In the qualifying round, each player has to score as many points as possible. The two players with the top scores advance to the final round. The final round is played in the same way as the qualifying round. In the case of a tie, multiple extra rounds are played to determine the winner. Each player has one chance to finish dunk in 30 seconds during extra round.

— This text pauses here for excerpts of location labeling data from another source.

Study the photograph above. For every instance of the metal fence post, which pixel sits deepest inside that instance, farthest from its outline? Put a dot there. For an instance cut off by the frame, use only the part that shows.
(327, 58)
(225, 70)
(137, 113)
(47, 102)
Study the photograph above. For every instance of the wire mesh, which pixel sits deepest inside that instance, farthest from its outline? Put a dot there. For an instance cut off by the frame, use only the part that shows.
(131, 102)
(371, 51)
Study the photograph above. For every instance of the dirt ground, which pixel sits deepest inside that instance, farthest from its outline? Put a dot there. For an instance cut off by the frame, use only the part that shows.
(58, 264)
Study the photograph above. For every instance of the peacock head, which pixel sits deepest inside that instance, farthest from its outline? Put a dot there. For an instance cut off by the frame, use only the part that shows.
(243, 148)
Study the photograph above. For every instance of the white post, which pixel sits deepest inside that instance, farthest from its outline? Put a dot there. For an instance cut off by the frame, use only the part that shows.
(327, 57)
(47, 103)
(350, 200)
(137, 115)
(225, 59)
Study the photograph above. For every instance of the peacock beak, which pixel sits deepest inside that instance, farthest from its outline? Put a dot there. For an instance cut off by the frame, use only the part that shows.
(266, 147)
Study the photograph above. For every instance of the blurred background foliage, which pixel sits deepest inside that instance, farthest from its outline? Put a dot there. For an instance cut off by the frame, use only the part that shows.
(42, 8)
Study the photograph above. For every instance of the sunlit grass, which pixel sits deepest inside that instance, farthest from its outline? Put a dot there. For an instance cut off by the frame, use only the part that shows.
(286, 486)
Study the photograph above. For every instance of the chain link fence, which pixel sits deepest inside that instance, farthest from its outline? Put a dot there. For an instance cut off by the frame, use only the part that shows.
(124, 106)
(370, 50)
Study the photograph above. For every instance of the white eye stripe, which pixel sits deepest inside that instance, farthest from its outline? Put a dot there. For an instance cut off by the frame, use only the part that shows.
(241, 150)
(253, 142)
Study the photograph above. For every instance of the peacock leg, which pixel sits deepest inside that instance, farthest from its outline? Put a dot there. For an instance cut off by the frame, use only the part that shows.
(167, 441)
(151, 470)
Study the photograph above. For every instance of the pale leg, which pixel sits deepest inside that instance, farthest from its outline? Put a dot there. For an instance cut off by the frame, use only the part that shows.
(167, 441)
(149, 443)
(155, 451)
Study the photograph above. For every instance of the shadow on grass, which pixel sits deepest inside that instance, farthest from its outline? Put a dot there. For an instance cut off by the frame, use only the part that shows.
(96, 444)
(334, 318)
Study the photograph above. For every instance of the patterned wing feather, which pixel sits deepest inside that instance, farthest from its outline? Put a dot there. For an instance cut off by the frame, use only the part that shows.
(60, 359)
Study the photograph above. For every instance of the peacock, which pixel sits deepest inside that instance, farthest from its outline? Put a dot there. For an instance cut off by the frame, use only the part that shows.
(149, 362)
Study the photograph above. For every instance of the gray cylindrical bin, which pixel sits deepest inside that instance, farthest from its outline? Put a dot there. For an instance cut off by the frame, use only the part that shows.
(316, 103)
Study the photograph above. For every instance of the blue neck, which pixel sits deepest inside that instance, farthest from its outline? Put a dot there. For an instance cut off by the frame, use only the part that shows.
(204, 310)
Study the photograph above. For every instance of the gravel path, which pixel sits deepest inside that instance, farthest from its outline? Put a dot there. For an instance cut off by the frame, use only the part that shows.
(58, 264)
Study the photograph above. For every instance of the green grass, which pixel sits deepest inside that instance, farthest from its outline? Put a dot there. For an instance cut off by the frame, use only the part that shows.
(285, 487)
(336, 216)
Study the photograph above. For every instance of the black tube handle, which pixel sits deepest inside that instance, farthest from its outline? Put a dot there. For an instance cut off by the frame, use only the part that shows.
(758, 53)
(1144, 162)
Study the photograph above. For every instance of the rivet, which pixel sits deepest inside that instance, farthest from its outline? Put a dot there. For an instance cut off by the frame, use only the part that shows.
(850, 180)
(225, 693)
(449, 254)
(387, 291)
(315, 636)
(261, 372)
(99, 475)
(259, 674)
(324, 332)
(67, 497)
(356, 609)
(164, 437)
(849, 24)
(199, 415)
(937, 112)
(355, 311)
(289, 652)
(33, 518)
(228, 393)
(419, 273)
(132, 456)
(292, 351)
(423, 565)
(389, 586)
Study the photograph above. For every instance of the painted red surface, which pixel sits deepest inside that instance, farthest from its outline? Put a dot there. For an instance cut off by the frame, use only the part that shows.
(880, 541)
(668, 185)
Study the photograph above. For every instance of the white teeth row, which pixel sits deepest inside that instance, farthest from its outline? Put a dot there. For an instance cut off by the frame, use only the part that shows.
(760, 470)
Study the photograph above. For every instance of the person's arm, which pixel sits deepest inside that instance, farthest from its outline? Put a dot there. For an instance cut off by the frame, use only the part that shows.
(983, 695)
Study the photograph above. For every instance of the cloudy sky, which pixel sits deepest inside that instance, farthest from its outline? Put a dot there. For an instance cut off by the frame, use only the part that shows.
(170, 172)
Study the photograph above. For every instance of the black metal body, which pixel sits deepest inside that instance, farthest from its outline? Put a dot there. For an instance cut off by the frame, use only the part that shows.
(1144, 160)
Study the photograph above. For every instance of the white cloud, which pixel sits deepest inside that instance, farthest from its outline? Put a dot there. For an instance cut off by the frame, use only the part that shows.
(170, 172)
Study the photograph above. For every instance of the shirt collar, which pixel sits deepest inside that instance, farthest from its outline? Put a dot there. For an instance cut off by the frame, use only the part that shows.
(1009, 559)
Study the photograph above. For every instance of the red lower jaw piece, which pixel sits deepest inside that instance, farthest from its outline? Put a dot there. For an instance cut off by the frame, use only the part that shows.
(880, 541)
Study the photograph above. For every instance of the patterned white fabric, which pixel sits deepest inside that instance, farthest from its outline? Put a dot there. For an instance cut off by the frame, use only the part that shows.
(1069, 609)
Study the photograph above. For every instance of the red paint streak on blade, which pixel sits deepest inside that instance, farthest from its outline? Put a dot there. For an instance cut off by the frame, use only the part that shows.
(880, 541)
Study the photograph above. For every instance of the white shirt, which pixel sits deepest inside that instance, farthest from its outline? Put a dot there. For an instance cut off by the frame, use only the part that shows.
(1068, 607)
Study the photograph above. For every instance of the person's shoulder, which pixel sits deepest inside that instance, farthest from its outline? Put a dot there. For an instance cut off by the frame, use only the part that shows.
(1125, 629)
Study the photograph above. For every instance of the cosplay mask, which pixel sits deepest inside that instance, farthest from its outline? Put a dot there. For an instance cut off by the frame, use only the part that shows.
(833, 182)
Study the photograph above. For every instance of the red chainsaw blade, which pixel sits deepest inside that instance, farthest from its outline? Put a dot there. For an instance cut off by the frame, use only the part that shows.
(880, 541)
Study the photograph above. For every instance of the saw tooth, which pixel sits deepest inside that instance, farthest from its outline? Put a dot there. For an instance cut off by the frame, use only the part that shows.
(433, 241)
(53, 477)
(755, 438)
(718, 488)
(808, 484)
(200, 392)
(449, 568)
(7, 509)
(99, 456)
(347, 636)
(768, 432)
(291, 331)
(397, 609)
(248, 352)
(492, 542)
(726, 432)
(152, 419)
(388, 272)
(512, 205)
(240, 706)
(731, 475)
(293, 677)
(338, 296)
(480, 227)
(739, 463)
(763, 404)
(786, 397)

The player's performance is only scored by professional judges in extra round.

=== Result ===

Contestants
| Pos. | Player | Team | First round | Final round |
| SF | Liu Chun-Ting | Tainan TSG GhostHawks | 108.6 (49+50+9.6) | 110 (50+50+10.0) |
| F | Marlon Johnson | Taichung Suns | 99 (44+46+9.0) | 104.8 (45+50+9.8) |
| PF | Zhou Cheng-Rui | New Taipei CTBC DEA | 83.7 (36+40+7.7) | DNQ |
| SF | Chang Wei-Hsiang^{ALT} | Tainan TSG GhostHawks | 83.1 (39+37+7.1) |
| SF | Mohammad Al Bachir Gadiaga^{OUT} | New Taipei CTBC DEA | DNP |  |

- Notes

 Mohammad Al Bachir Gadiaga was unable to play due to personal reason.

 Chang Wei-Hsiang was selected as Mohammad Al Bachir Gadiaga's replacement.